!اَلسَّلامُ عَلَيْكُمْ/ مَرْحَباً
I know how it can feel challenging to learn Arabic, the ups and downs periods (especially as a mom dealing with daily life busyness), the difficulty to enhance your learning while living in a non-Arabic-speaking country, the additional pressure when you want to support your own children in learning this language…
With my own modest experience, I want to tell you: ” It is possible, you can learn Arabic and use it in your daily life with your family! “
1) My first steps in learning Arabic :
I learnt how to read Arabic by myself and with the support of my Arabic-speaking husband. I remember, at the beginning, I was reading only one page in around half an hour!
Perseverance, efforts and daily practice are the keys!
After learning how to read, I started to learn Arabic with the book 1 of Al-Madina method. I think this method is great to get the essential basics of the Arabic grammar and to improve our reading and writing skills.
But I noticed something: since I was not practicing in my daily life what I was learning, I was forgetting it little by little…
2) Raising my child in Arabic boosted my own learning and fluency :
Then, I discovered a great method: “al arabiyyatu bayna yadayk” (“Arabic between your hands”). This method that includes audios and focuses on daily life topics, really boosted my learning. It was exactly what I needed after the Al-Madina book!
At the same time, my child was becoming a toddler and I started to directly practice with her what I was learning : speaking Arabic as much as possible (starting with very simple descriptive sentences and increasing as I was learning), reading aloud Arabic children books every day, playing in Arabic, listening to Arabic through audiobooks and cartoons.
Quick tip: to remind me of some vocabulary or sentences structures, I was placing notes in every room of our home and even taking a note in my pocket for vocabulary at the park, in the street or at the grocery stores.
I was learning new words and expressions from my textbook. Then, I was finding them in my child’s books. Then, I was listening to them in a cartoon. And finally, I was using them when talking to my child in our daily life.
In my brain, it was like a “puzzle” that was being completed. It made me really understand the importance of practicing the 4 skills of the language to effectively acquire it : reading, writing, listening and speaking.
Use Arabic in your every day life as much as you can! Don’t let it just in your notebook after your Arabic lesson/class!

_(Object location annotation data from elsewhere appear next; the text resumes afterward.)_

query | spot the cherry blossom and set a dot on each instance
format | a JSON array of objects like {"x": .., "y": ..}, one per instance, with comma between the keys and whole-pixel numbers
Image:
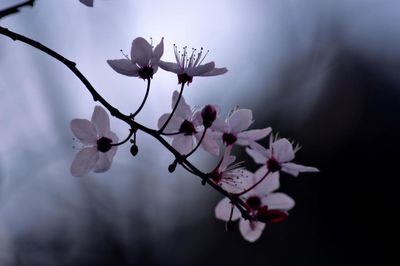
[
  {"x": 235, "y": 131},
  {"x": 97, "y": 138},
  {"x": 186, "y": 67},
  {"x": 144, "y": 60},
  {"x": 263, "y": 205},
  {"x": 228, "y": 175},
  {"x": 278, "y": 157},
  {"x": 87, "y": 2}
]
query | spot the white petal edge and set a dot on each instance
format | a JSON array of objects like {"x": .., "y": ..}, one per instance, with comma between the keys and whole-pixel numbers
[
  {"x": 251, "y": 232},
  {"x": 240, "y": 120},
  {"x": 124, "y": 67},
  {"x": 278, "y": 201}
]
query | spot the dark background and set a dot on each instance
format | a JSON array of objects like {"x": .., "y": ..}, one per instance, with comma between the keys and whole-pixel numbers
[{"x": 334, "y": 88}]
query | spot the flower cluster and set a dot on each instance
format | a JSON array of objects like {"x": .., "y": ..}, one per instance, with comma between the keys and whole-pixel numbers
[{"x": 250, "y": 197}]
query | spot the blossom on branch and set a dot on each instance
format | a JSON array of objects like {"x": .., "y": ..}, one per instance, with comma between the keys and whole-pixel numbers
[
  {"x": 144, "y": 60},
  {"x": 97, "y": 138},
  {"x": 278, "y": 157},
  {"x": 263, "y": 205},
  {"x": 186, "y": 67},
  {"x": 87, "y": 2}
]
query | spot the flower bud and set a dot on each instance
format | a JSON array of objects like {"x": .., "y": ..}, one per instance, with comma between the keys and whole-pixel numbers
[
  {"x": 209, "y": 114},
  {"x": 172, "y": 167},
  {"x": 134, "y": 150}
]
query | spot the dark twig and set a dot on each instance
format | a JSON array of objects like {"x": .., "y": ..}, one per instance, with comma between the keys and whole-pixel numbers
[
  {"x": 15, "y": 9},
  {"x": 236, "y": 200}
]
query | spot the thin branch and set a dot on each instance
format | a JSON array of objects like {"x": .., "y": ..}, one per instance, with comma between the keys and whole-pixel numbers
[
  {"x": 15, "y": 9},
  {"x": 144, "y": 100},
  {"x": 173, "y": 110},
  {"x": 236, "y": 200}
]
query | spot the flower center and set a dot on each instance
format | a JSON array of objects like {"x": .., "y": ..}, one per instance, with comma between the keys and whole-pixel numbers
[
  {"x": 146, "y": 72},
  {"x": 273, "y": 165},
  {"x": 187, "y": 128},
  {"x": 271, "y": 216},
  {"x": 208, "y": 114},
  {"x": 229, "y": 138},
  {"x": 254, "y": 202},
  {"x": 104, "y": 144},
  {"x": 216, "y": 177},
  {"x": 184, "y": 78}
]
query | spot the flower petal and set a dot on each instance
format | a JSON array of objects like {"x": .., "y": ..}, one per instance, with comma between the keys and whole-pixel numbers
[
  {"x": 141, "y": 52},
  {"x": 278, "y": 201},
  {"x": 200, "y": 70},
  {"x": 84, "y": 161},
  {"x": 240, "y": 120},
  {"x": 282, "y": 150},
  {"x": 87, "y": 2},
  {"x": 223, "y": 210},
  {"x": 124, "y": 67},
  {"x": 257, "y": 156},
  {"x": 101, "y": 121},
  {"x": 183, "y": 110},
  {"x": 244, "y": 138},
  {"x": 103, "y": 163},
  {"x": 158, "y": 52},
  {"x": 215, "y": 72},
  {"x": 84, "y": 130},
  {"x": 183, "y": 144},
  {"x": 295, "y": 169},
  {"x": 168, "y": 66},
  {"x": 251, "y": 230},
  {"x": 209, "y": 143}
]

3) It is just the beginning of a journey :
Now, my child is 4 years old and she is a French-Arabic bilingual, experiencing a third language acquisition since we moved to an English-speaking country. We speak two languages (French and Arabic) at home and it became natural.
She speaks Arabic to my husband (who speaks Arabic to her) and her Arabic-speaking relatives and she speaks French to her French relatives. She is able to differentiate both languages. Since I mix French and Arabic when I talk to her, she also talks with me in both languages, sometimes in the same sentence! But this is not a problem: here are answers to some concerns that are commonly expressed by parents and child care professionals about bilingual acquisition in early childhood.
I can speak Arabic in my daily life with my daughter. I am able to understand simple texts and children books without the vowels (“harakats”) if I already know the vocabulary.
It’s bigger than I expected when I started my Arabic learning several years ago – alhamdulillAh!
But, that’s just the beginning of a journey. I still have some periods in which I don’t really learn new Arabic but, at least, I have my daughter that always makes me use Arabic daily and improve what I previously learnt.
I have to pursue my efforts since my daughter is growing up, wanting to discover more and more and since she is developing her language skills.
4) UPDATE 2020:
Our child is almost 9 years old (grade 3) and we have been homeschooling since grade 1. One of our main reasons for homeschooling is the preservation of her Arabic in shaa Allah. We try to balance our 3 languages (Arabic, French, English) but I have accepted that there is no perfect balance and that’s ok. Our main instruction language is English (major language of our current residential province) and we integrate Arabic in our homeschool’s daily routine through reading stories, copywriting, audio stories, composition and dictations. She also helps us creating content and record videos and audios for Arabic Seeds, which maintains a good level of practice alhamdulillah.
Alhamdulillah we were blessed with a second child this year – maa shaa Allah, Allahi baarik – and I am happily doing it all over again (and now he has a big sister who speaks Arabic with him as well): talking as much as possible in Arabic to him, reading Arabic children books, playing in Arabic, repeating rhymes to him.
Now it’s your turn!
Don’t wait until your kids reach the school age to make them live and learn Arabic!